Chamamos de furunculose quando o paciente desenvolve múltiplos e recorrentes furúnculos.
Como surge
Em geral, a bactéria Staphylococcus aureus está presente na superfície da nossa pele e não consegue penetrá-la, a não ser haja alguma ferida. Qualquer lesão de pele, por menor que seja, pode servir como porta de entrada para bactérias, incluindo picadas de mosquitos, escoriações, feridas por lâmina de barbear ou lesões causadas por agulhas.
Os furúnculos ocorrem mais frequentemente em áreas de pelos, úmidas e mais expostas a atritos, como são as nádegas, virilhas, axilas, coxas, face e pescoço.
Quando mais de um folículo piloso de uma mesma região se infecta, os vários furúnculos criados podem se fundir, provocando um abscesso bem extenso, que recebe o nome de carbúnculo. Essa lesão ocorre habitualmente nas costas ou na nuca e apresenta vários pontos de drenagem.
É importante destacar que o furúnculo não é uma espinha gigante. Apesar de ambas serem infecções dos folículos pilo-sebáceos, o processo de formação da acne e a bactéria responsável pela infecção são diferentes nas duas doenças.

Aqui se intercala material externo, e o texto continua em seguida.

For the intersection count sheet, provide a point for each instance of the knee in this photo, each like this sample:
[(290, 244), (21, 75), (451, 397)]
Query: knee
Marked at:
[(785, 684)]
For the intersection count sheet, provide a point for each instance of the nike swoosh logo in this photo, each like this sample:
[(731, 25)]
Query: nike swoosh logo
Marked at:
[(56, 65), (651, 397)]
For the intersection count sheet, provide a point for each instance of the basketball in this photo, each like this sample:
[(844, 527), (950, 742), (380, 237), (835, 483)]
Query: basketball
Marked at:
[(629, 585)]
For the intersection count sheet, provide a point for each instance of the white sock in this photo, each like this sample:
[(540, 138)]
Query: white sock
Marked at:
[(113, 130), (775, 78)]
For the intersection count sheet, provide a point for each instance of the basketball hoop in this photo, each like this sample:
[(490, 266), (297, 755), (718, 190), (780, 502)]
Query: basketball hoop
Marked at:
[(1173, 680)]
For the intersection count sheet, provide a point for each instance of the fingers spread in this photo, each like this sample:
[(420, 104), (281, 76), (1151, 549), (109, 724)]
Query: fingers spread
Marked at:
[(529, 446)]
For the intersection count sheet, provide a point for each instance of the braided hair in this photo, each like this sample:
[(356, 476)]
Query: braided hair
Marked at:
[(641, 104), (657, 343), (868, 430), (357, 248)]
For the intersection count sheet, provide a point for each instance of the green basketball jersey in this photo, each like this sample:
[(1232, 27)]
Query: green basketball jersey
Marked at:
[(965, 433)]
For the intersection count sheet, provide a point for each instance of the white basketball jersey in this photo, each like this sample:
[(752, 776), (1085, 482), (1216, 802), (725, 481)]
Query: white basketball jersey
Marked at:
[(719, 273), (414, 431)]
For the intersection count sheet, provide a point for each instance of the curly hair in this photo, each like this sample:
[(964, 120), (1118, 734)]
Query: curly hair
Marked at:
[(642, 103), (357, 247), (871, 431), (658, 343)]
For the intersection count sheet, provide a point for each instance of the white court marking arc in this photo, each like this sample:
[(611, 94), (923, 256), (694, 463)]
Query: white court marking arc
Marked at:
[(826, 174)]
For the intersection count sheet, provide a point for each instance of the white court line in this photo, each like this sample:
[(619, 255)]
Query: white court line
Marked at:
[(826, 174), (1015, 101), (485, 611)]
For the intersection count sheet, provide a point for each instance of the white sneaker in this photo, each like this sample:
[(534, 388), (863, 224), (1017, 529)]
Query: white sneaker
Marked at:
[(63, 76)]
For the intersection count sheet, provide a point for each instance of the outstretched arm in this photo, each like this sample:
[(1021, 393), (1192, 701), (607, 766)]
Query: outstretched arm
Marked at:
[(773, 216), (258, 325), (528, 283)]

Todavia, cabe ressaltar que, como a acne é uma lesão de pele, ela pode acabar servindo como uma porta de entrada para o Staphylococcus aureus, sendo, portanto, um fator de risco para o desenvolvimento de furúnculos.
Se você quiser saber mais sobre a formação de cravos e espinhas, leia: Acne (cravos e espinhas) – Causas e tratamento
Fatores de risco
Todo mundo faz, com alguma razoável frequência, pequenas lesões de pele nas regiões mais propícias à formação dos furúnculos, porém, nem todo mundo desenvolve furúnculos a toda hora. Muitas vezes, o nosso sistema imunológico é capaz de neutralizar a invasão de bactérias para o nosso tecido subcutâneo.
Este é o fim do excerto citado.